Refer to the [original model card](https://huggingface.co/Orenguteng/Llama-3.1-8B-Lexi-Uncensored-V2) for more details on the model.
---
Model details:
-
VERSION 2 Update Notes:
More compliant
Smarter
For best response, use this system prompt (feel free to expand upon it as you wish):
Think step by step with a logical reasoning and intellectual sense before you provide any response.
For more uncensored and compliant response, you can expand the system message differently, or simply enter a dot "." as system message.

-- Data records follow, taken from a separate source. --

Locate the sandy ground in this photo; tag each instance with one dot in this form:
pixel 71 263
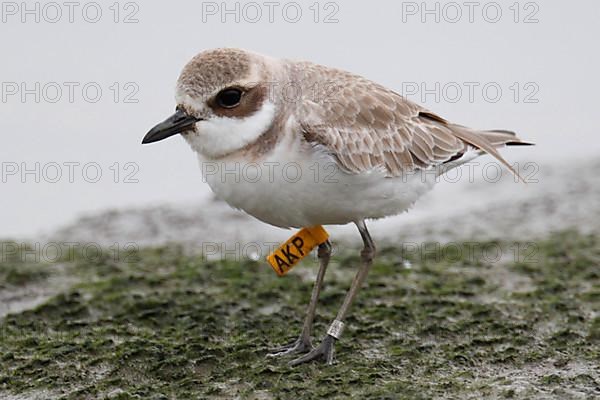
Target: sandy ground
pixel 557 197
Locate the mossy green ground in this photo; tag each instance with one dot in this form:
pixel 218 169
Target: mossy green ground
pixel 453 325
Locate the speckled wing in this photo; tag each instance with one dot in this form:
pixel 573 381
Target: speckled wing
pixel 366 126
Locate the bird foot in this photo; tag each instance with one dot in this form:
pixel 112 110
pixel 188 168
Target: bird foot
pixel 325 350
pixel 300 345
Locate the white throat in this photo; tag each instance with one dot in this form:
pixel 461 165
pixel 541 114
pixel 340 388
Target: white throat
pixel 220 136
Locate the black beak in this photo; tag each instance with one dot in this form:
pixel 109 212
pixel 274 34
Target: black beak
pixel 176 123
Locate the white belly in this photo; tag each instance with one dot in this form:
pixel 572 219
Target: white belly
pixel 295 187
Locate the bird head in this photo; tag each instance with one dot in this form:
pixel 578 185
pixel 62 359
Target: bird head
pixel 223 102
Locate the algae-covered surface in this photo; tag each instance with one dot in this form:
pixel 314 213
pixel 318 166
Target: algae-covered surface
pixel 468 320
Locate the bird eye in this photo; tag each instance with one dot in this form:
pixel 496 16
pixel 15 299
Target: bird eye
pixel 229 98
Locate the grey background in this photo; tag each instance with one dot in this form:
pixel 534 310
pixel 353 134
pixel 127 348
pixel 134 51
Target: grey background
pixel 558 54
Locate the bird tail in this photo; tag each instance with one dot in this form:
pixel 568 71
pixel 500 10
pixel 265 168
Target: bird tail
pixel 489 141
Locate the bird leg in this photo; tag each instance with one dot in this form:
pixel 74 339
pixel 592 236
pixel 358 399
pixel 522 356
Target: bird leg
pixel 303 343
pixel 326 349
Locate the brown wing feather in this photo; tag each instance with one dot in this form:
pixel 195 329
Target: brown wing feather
pixel 366 126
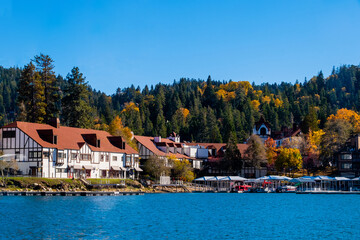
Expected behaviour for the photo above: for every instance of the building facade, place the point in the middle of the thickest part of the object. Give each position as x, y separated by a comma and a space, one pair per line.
54, 151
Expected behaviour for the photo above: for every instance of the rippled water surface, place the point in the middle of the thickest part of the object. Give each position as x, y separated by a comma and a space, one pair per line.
181, 216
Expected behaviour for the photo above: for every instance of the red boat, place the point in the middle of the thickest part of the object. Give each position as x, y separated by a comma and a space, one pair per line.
242, 188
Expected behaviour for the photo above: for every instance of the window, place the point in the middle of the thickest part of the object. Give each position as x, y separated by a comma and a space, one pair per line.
346, 156
46, 154
346, 165
34, 154
85, 157
263, 131
128, 161
61, 155
8, 134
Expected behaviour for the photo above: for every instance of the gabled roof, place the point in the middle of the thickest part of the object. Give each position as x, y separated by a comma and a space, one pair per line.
148, 142
261, 122
70, 137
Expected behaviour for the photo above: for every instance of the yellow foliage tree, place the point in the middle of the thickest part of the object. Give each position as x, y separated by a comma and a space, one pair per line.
246, 86
348, 115
185, 112
116, 128
129, 107
266, 99
288, 159
278, 102
183, 170
271, 151
255, 104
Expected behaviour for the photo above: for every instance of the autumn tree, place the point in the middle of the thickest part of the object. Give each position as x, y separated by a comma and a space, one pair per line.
156, 166
337, 132
310, 121
313, 149
183, 170
6, 165
256, 152
132, 118
76, 110
288, 159
232, 162
271, 151
348, 115
117, 128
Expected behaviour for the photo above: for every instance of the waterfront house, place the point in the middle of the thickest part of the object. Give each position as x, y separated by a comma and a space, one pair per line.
263, 130
54, 151
347, 160
165, 148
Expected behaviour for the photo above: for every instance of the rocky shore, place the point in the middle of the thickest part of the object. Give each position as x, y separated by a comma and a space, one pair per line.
33, 184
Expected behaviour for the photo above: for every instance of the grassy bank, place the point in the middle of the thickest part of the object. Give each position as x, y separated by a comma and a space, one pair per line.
51, 184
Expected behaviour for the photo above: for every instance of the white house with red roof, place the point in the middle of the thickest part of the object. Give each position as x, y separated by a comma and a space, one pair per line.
54, 151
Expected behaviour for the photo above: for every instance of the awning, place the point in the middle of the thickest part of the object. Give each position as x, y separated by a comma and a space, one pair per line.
138, 169
87, 167
116, 168
77, 167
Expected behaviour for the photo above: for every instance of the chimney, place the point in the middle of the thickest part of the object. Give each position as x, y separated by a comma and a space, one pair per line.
55, 122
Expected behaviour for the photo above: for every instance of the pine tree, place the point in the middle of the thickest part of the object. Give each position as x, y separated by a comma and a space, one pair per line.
232, 163
213, 134
45, 66
76, 110
31, 95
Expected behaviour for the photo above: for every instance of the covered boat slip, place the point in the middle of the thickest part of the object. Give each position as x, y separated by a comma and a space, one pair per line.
272, 183
220, 183
269, 183
326, 183
227, 183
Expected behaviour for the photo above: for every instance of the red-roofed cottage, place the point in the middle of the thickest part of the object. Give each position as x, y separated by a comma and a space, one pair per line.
54, 151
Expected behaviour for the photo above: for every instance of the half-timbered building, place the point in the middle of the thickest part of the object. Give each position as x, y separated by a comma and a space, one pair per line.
54, 151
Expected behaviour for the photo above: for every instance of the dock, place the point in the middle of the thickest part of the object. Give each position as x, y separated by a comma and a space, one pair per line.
83, 193
329, 192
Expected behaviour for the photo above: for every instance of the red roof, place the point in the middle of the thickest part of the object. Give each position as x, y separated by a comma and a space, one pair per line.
149, 143
69, 137
261, 122
242, 147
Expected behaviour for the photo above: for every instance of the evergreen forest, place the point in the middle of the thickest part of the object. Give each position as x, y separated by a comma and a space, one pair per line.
201, 110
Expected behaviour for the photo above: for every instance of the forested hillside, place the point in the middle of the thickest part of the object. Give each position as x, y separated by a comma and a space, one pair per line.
199, 110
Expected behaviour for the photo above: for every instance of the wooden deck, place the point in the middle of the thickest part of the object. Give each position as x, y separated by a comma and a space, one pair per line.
83, 193
329, 192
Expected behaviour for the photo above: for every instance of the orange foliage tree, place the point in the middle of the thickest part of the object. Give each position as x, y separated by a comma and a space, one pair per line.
348, 115
271, 151
117, 128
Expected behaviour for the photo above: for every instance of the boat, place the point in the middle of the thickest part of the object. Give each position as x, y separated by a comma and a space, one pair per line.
286, 189
242, 188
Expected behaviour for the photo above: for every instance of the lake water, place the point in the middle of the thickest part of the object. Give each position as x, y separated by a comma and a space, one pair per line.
181, 216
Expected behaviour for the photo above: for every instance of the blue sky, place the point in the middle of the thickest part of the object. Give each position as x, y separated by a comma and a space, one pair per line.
119, 43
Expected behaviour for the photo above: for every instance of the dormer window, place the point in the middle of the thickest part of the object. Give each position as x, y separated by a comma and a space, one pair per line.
263, 131
8, 134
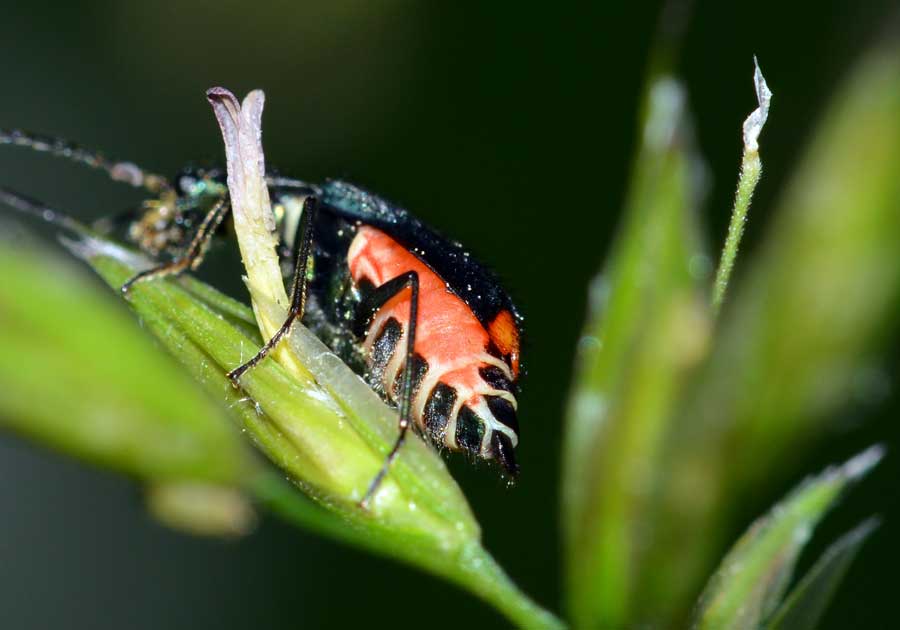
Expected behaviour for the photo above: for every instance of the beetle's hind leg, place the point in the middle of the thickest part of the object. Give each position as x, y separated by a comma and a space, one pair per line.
298, 291
367, 309
193, 256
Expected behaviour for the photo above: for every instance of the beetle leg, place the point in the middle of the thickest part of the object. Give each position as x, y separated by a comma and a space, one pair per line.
367, 309
193, 256
298, 291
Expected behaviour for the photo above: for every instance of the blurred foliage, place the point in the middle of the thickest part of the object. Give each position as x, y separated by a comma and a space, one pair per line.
657, 461
751, 582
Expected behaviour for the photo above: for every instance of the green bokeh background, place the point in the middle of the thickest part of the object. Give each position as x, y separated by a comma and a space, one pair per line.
508, 127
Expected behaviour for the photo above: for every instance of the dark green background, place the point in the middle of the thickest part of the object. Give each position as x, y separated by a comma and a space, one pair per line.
507, 127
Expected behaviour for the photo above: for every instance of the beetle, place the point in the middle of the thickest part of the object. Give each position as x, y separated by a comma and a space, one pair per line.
429, 328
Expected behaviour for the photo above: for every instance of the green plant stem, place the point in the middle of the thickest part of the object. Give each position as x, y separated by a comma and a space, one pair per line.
474, 570
751, 169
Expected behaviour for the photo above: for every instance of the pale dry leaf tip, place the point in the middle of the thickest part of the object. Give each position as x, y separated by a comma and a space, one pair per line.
757, 119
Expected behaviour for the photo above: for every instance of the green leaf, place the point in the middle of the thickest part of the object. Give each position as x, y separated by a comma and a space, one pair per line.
804, 606
752, 579
806, 319
77, 375
647, 329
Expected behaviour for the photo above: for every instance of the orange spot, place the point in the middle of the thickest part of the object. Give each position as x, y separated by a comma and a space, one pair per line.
505, 335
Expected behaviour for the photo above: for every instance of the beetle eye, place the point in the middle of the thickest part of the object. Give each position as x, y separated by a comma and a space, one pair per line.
469, 430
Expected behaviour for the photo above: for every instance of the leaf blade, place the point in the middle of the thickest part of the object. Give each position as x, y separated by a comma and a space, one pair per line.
753, 577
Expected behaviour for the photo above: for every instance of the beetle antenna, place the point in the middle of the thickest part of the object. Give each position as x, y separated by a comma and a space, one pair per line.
39, 210
126, 172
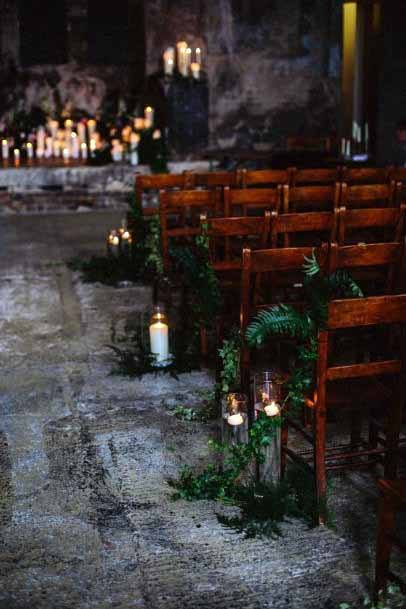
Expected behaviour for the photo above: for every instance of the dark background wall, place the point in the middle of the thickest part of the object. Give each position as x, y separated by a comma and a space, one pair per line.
273, 66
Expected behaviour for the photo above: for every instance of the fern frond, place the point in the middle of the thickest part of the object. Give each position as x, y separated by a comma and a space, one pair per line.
282, 320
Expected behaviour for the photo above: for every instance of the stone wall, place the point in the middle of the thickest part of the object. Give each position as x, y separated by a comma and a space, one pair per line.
273, 67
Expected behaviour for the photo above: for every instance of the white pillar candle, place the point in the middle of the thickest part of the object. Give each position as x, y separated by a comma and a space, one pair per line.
30, 151
272, 409
49, 148
169, 61
91, 127
158, 333
75, 145
148, 117
195, 69
83, 151
81, 129
4, 149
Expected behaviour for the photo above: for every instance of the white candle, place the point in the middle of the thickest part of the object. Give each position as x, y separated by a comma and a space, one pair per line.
195, 68
4, 149
75, 145
91, 127
148, 117
158, 333
49, 147
83, 151
235, 419
272, 409
169, 61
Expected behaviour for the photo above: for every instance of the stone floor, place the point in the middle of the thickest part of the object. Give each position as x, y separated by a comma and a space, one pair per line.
86, 520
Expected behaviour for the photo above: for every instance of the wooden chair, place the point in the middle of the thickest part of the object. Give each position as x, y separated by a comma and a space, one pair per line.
365, 175
319, 177
356, 384
262, 177
393, 499
180, 212
244, 201
311, 228
368, 195
311, 198
255, 263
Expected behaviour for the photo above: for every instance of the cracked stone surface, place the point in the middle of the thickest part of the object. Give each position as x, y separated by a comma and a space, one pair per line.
86, 519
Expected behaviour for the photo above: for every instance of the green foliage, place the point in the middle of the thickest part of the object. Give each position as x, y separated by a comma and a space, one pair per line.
230, 356
200, 278
283, 320
391, 598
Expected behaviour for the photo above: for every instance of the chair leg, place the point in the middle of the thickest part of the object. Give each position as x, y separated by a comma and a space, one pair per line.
386, 527
320, 461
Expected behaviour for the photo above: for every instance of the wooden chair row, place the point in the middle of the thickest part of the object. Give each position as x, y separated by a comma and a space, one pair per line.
264, 178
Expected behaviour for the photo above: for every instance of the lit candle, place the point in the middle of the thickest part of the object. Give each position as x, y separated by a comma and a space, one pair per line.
148, 117
235, 419
139, 124
159, 336
272, 409
30, 151
16, 157
4, 149
169, 61
195, 68
91, 127
75, 145
83, 151
181, 49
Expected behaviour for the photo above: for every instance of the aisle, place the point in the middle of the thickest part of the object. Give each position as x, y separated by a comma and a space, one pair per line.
86, 519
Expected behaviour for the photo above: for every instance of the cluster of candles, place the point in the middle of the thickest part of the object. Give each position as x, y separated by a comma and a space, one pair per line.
187, 61
79, 141
358, 143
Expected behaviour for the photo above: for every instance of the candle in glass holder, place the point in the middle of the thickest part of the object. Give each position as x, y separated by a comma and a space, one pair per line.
159, 335
83, 151
169, 61
195, 69
148, 117
4, 149
16, 157
30, 151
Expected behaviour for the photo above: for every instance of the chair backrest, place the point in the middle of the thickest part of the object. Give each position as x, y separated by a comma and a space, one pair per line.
228, 237
314, 227
368, 195
241, 201
272, 261
311, 198
263, 177
365, 175
307, 177
183, 209
389, 257
354, 313
392, 219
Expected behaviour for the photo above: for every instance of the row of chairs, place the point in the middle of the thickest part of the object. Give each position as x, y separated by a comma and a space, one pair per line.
147, 184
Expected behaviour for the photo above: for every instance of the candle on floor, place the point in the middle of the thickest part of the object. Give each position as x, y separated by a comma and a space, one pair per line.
169, 61
159, 335
16, 157
148, 117
4, 149
195, 69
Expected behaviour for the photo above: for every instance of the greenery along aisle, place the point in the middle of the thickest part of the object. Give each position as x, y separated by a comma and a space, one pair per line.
262, 503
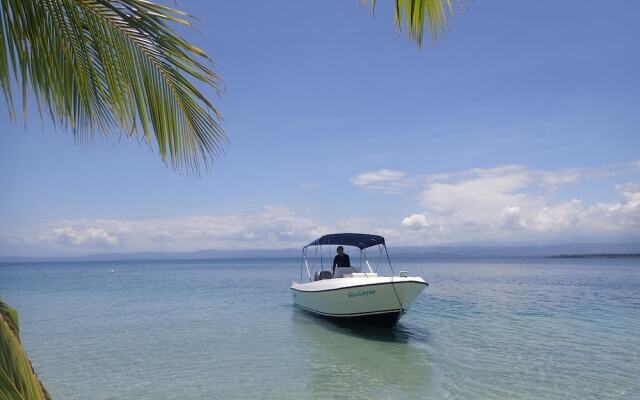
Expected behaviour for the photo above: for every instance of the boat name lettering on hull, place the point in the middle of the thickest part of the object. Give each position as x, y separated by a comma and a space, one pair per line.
361, 293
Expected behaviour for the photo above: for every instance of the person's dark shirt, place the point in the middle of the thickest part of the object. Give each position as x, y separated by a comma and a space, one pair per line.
341, 261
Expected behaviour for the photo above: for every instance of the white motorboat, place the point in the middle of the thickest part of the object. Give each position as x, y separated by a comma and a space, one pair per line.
356, 293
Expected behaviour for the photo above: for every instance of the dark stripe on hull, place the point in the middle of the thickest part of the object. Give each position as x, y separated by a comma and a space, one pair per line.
355, 286
384, 319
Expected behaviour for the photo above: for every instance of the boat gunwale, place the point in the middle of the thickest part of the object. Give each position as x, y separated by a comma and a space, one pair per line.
356, 286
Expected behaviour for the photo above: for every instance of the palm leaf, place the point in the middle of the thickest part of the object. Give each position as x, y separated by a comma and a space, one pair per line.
98, 66
18, 380
413, 15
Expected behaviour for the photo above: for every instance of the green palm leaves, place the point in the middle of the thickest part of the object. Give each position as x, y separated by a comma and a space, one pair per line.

IMPORTANT: Upon further investigation, the Q4 seems to have refusal issues sometimes. There seems to be some of the fine-tune loss happening due to the quantization. I will look into it for V3. Until then, I suggest you run F16 or Q8 if possible.
image/png
GENERAL INFO:
This model is based on Llama-3.1-8b-Instruct, and is governed by META LLAMA 3.1 COMMUNITY LICENSE AGREEMENT
Lexi is uncensored, which makes the model compliant. You are advised to implement your own alignment layer before exposing the model as a service. It will be highly compliant with any requests, even unethical ones.
You are responsible for any content you create using this model. Please use it responsibly.
Lexi is licensed according to Meta's Llama license. I grant permission for any use, including commercial, that falls within accordance with Meta's Llama-3.1 license.
IMPORTANT:
Use the same template as the official Llama 3.1 8B instruct. System tokens must be present during inference, even if you set an empty system message. If you are unsure, just add a short system message as you wish.
FEEDBACK:
If you find any issues or have suggestions for improvements, feel free to leave a review and I will look into it for upcoming improvements and next version.
Open LLM Leaderboard Evaluation Results
Detailed results can be found here
Metric Value
Avg. 27.93
IFEval (0-Shot) 77.92
BBH (3-Shot) 29.69
MATH Lvl 5 (4-Shot) 16.92
GPQA (0-shot) 4.36
MuSR (0-shot) 7.77
MMLU-PRO (5-shot) 30.90
---
## Use with llama.cpp
Install llama.cpp through brew (works on Mac and Linux)
```bash
brew install llama.cpp
```
Invoke the llama.cpp server or the CLI.
### CLI:
```bash
llama-cli --hf-repo Triangle104/Llama-3.1-8B-Lexi-Uncensored-V2-Q4_K_M-GGUF --hf-file llama-3.1-8b-lexi-uncensored-v2-q4_k_m.gguf -p "The meaning to life and the universe is"
```
### Server:
```bash
llama-server --hf-repo Triangle104/Llama-3.1-8B-Lexi-Uncensored-V2-Q4_K_M-GGUF --hf-file llama-3.1-8b-lexi-uncensored-v2-q4_k_m.gguf -c 2048
```
Note: You can also use this checkpoint directly through the [usage steps](https://github.com/ggerganov/llama.cpp?tab=readme-ov-file#usage) listed in the Llama.cpp repo as well.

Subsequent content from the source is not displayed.